Voglio rassicurare tutti: questa legge di cui parla Arcangeli semplicemente non esiste. Né mai esisterà, perché la storia ha sempre disintegrato qualunque tentativo di imposizione linguistica così sfacciato (i nostri nonni ricordano gli sfortunati esperimenti fascisti della ‘mastica’ per indicare la chewing gum o di Luigi Braccioforte e Beniamino Buonomo per Louis Armstrong e Benny Goodman). La lingua, se deve cambiare, cambia. E delle petizioni su Change.org se ne frega altamente. Rimane la magra figura di un manipolo di cosiddetti intellettuali che si stanno facendo spaventare da una ‘e rovesciata’. Non riconoscendo tutto quello che dietro quello schwa c’è, ma questo, come dicevo all’inizio, è un altro discorso.

Mi chiedo: quando molti intellettuali si scagliano contro la ‘cancel culture’ stanno sostenendo che ‘cancellare’ autori, periodi storici, opere d’arte che simboleggiano o portano avanti temi che urtano o che risultano offensive per determinate sensibilità, sia un affronto alla storia e alla democrazia. Esattamente, come si pongono nei confronti di una petizione che vuole vietare o sopprimere l’utilizzo di un fonema, di un simbolo, il cui utilizzo è a completa discrezione dello scrivente? 

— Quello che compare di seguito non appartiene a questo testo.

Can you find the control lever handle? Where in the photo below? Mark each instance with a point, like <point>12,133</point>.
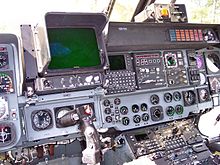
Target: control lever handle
<point>92,154</point>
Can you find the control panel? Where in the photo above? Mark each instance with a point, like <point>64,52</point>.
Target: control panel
<point>10,122</point>
<point>148,85</point>
<point>121,76</point>
<point>172,143</point>
<point>68,83</point>
<point>149,70</point>
<point>42,119</point>
<point>147,108</point>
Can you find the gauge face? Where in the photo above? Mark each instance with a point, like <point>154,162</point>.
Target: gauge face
<point>213,62</point>
<point>3,60</point>
<point>6,85</point>
<point>41,120</point>
<point>203,95</point>
<point>3,108</point>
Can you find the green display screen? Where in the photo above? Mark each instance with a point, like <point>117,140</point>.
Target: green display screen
<point>73,48</point>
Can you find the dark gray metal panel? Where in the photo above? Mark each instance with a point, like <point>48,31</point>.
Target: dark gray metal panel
<point>63,19</point>
<point>29,52</point>
<point>149,36</point>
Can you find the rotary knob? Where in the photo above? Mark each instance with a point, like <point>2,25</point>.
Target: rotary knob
<point>125,121</point>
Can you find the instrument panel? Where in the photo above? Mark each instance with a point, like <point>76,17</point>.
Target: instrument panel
<point>148,81</point>
<point>10,122</point>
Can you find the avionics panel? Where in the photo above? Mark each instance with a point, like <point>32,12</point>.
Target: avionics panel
<point>146,108</point>
<point>42,119</point>
<point>120,78</point>
<point>171,84</point>
<point>10,122</point>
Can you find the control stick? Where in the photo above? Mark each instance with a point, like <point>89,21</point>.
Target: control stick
<point>92,154</point>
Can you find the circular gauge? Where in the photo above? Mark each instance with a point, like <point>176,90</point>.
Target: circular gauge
<point>5,83</point>
<point>3,60</point>
<point>202,78</point>
<point>213,62</point>
<point>3,108</point>
<point>41,119</point>
<point>189,97</point>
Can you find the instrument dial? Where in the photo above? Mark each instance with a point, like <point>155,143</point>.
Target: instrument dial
<point>6,85</point>
<point>154,99</point>
<point>3,60</point>
<point>3,108</point>
<point>41,120</point>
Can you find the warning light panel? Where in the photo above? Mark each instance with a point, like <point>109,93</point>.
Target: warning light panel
<point>182,35</point>
<point>192,35</point>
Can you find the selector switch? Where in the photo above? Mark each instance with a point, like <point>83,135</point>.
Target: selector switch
<point>177,96</point>
<point>170,111</point>
<point>145,117</point>
<point>135,108</point>
<point>107,111</point>
<point>125,121</point>
<point>156,113</point>
<point>143,107</point>
<point>124,110</point>
<point>167,97</point>
<point>108,119</point>
<point>106,103</point>
<point>179,109</point>
<point>136,118</point>
<point>154,99</point>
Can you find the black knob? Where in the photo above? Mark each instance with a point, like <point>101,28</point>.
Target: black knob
<point>167,97</point>
<point>125,121</point>
<point>176,96</point>
<point>117,101</point>
<point>154,99</point>
<point>143,107</point>
<point>179,109</point>
<point>108,119</point>
<point>170,111</point>
<point>157,113</point>
<point>106,102</point>
<point>136,118</point>
<point>145,117</point>
<point>107,111</point>
<point>124,110</point>
<point>135,108</point>
<point>47,83</point>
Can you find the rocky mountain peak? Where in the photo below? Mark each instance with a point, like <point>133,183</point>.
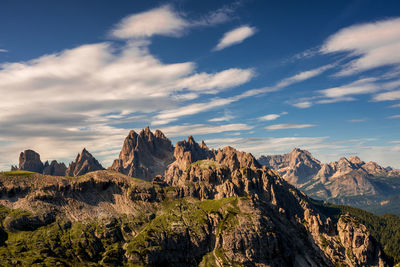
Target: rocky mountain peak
<point>356,160</point>
<point>297,167</point>
<point>144,155</point>
<point>29,160</point>
<point>54,168</point>
<point>203,145</point>
<point>84,163</point>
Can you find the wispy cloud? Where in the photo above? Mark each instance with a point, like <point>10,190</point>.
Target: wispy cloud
<point>170,115</point>
<point>358,120</point>
<point>394,117</point>
<point>159,21</point>
<point>363,86</point>
<point>394,95</point>
<point>288,126</point>
<point>226,117</point>
<point>235,36</point>
<point>395,106</point>
<point>271,117</point>
<point>203,129</point>
<point>374,44</point>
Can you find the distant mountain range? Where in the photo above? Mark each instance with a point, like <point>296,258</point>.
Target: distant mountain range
<point>191,206</point>
<point>348,181</point>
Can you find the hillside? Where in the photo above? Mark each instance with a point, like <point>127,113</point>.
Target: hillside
<point>212,207</point>
<point>351,181</point>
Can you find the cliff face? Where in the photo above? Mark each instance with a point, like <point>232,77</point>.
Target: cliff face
<point>349,181</point>
<point>144,155</point>
<point>213,208</point>
<point>29,160</point>
<point>84,163</point>
<point>296,167</point>
<point>54,168</point>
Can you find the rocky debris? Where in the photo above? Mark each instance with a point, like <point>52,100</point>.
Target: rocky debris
<point>84,163</point>
<point>218,207</point>
<point>54,168</point>
<point>29,160</point>
<point>296,167</point>
<point>361,248</point>
<point>144,155</point>
<point>348,181</point>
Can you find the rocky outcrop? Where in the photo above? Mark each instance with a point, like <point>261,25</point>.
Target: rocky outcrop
<point>348,181</point>
<point>54,168</point>
<point>144,155</point>
<point>219,208</point>
<point>29,160</point>
<point>83,164</point>
<point>361,248</point>
<point>296,167</point>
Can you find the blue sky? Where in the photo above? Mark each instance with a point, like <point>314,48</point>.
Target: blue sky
<point>262,76</point>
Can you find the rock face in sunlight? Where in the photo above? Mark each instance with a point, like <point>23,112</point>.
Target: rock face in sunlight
<point>54,168</point>
<point>297,167</point>
<point>29,160</point>
<point>83,164</point>
<point>208,208</point>
<point>349,181</point>
<point>144,155</point>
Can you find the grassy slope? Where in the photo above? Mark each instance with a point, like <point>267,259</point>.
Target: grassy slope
<point>384,228</point>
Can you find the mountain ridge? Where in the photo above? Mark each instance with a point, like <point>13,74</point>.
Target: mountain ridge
<point>211,205</point>
<point>348,181</point>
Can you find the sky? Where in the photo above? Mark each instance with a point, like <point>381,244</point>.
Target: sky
<point>261,76</point>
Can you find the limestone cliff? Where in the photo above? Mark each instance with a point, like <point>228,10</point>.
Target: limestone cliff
<point>144,155</point>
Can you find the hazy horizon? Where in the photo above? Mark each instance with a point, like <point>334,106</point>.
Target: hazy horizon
<point>261,77</point>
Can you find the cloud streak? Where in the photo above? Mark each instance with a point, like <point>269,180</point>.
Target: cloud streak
<point>235,36</point>
<point>285,126</point>
<point>374,45</point>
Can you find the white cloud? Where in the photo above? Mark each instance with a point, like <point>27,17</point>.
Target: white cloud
<point>202,129</point>
<point>395,106</point>
<point>269,117</point>
<point>170,115</point>
<point>213,83</point>
<point>303,104</point>
<point>80,97</point>
<point>394,95</point>
<point>159,21</point>
<point>375,44</point>
<point>226,117</point>
<point>363,86</point>
<point>235,36</point>
<point>288,126</point>
<point>302,76</point>
<point>358,120</point>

Per dirla facile: nessuno è obbligato a utilizzare lo schwa. Io, per esempio, non lo uso. Sarà pigrizia, sarà abitudine, saranno anche una buona dose di fatti miei, ma come si scrive, come si impugna una penna o si batte su una tastiera è una di quelle cose la cui libertà non dovrebbe mai essere messa in discussione. Caro Arcangeli, se non vuoi usare lo schwa, non farlo. Se ti fa venire l’orticaria vederlo scritto, sfogati con gli amici. Prendili tutti in giro, questi dannati fricchettoni! 

Ma, caro Arcangeli, cercare di impormi un modo di scrivere (che è quello che state facendo tu e i tuoi stimatissimi colleghi) tradisce tante cose, primo fra tutti il fatto che dal conservatorismo a priori che spesso, tristemente, accompagna la senilità, in questo paese si è salvato forse solo Piero Angela. 

Dormite tranquilli (anzi, tranquillə): la lingua seguirà il suo corso, come ha sempre fatto. Risponderà a bisogni, necessità e passioni più forti di qualsiasi petizione.